Décristallisation
Je marche dans le brouillard d’un de ces rares jours où l’hiver se rappelle à notre bon souvenir et blanchit les arbres d’une douce pelisse lumineuse, une neige qui ne dirait pas son nom, vain espoir si rarement comblé !
Je marche en ce dimanche après-midi solitaire.
J’aurais pu sortir. J’aurais pu solliciter un de mes amants, heureux de me retrouver, il s’en serait probablement troué un de libre. J’aurais pu seulement lire au coin du feu.
Mais me voici dans le brouillard, les arbres dégivrent, leurs cristaux fondent et dégouttent, leur humidité tempère à peine le froid. La cristallisation s’épuise, bientôt ce sera l’oubli, le retour à la tiédeur, les chemins vont retrouver leur gadoue.
Quand Stendhal a imposé la cristallisation comme modèle de développement du sentiment amoureux, a-t-il envisagé la décristallisation qui la suit ? Ou plutôt la clôt.
Je rencontre un homme, un sentiment nait, pourquoi avec lui, pas avec un autre ? Savant mélange de facteurs divers et imbriqués, d’attirance physique et d’affinités intellectuelles, culturelles, sociales.
Chez moi la rationalité est totalement empreinte de sensibilité et de sensualité. Seuls les plus avisés le sentent, voient la distance que j’impose, le paravent indispensable à une sensibilité débordante. Et à l’anxiété qu’elle engendre.
La cristallisation se produit, pourquoi ? Quelles conditions sont remplies ? Une attente commune, un désir partagé, ou bien plus, une tendresse, une attention, un sentiment prend forme, sans raison.
Mais c’est là, la cristallisation se fait, une histoire se noue. Une pelisse douillette réchauffe le cœur, le rêve fait son nid, creuse son sillon, pare chaque instant de cette légèreté qui aide à vivre.

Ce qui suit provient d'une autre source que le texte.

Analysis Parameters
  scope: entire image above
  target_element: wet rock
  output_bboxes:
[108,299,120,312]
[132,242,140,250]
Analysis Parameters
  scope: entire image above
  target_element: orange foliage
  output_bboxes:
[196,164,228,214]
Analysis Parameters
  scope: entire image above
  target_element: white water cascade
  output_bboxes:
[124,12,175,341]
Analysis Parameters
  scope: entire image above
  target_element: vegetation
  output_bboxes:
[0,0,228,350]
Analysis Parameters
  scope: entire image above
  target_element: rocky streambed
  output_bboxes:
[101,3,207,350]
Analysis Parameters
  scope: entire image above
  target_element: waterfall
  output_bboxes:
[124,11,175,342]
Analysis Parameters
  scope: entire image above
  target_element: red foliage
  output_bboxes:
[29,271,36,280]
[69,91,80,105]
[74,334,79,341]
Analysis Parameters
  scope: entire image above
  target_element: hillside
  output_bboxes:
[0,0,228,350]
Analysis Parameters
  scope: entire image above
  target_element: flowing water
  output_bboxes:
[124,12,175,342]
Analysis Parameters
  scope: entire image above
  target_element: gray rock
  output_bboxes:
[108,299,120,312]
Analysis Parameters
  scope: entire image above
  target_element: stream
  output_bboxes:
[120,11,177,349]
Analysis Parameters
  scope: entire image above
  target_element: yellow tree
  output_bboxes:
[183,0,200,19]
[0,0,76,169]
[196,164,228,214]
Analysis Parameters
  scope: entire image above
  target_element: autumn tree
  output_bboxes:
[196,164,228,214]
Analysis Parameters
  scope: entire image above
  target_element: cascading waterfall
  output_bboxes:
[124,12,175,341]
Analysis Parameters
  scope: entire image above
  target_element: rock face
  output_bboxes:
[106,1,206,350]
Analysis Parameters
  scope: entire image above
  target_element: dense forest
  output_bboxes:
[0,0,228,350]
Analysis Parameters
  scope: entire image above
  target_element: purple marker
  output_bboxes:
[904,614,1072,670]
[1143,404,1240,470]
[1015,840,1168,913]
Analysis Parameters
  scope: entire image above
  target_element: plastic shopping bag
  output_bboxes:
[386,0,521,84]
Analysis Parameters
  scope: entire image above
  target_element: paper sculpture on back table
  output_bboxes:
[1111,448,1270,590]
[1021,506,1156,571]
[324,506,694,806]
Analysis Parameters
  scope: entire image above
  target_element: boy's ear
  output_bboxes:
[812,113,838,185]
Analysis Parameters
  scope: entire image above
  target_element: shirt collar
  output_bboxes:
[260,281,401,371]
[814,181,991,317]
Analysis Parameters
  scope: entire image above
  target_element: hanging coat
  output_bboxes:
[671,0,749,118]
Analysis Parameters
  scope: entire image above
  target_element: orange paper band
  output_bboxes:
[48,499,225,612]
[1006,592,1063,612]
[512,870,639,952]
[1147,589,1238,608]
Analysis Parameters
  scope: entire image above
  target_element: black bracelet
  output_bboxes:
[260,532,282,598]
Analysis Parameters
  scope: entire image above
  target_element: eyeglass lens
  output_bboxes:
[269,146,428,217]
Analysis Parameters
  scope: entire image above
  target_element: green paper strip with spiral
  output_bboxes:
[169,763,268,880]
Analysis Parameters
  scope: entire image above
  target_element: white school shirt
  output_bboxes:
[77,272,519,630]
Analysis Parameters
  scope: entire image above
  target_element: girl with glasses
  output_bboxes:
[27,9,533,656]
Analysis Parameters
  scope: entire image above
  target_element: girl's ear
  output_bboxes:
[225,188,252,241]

Les jours s’emplissent d’un sens jusque-là inconnu, les nuits se rêvent dans la chaleur d’une rencontre prochaine, la vie est là, elle explose, elle rit, elle déborde.
Puis le doute s’insinue, quelques signaux, peut-être, mais non, je me suis trompée, j’étais trop impatiente.
Le doute s’estompe, la cristallisation reprend, c’est le bonheur d’un partage possible, à distance, mais puissant, consenti, une affection, une tendresse, une attention, j’en suis sûre, comment avais-je pu en douter. C’est la seconde cristallisation.
Puis, insidieusement, le doute revient, nouvelle étape que Stendhal n’avait pas nommée, celle de l’éloignement progressif, pas la distance des kilomètres, elle n’est rien, une autre distance, celle de la rationalité pure, qui exclut la sensibilité. Le partage se distend, la connexion même prend ses aises et joue le refus.
La décristallisation s’installe. Maintenant j’en suis sûre, je vais sortir du brouillard. Remettre de la distance, celle de l’oubli partiel, seul remède à l’anxiété morbide, laisser s’évanouir les rêves, et accepter qu’ailleurs on préfère la mièvre gadoue des chemins balisés à l’éblouissement des cristaux sur la branche.
Faire silence, admettre que les cristaux se disloquent pour que le soleil perce le brouillard.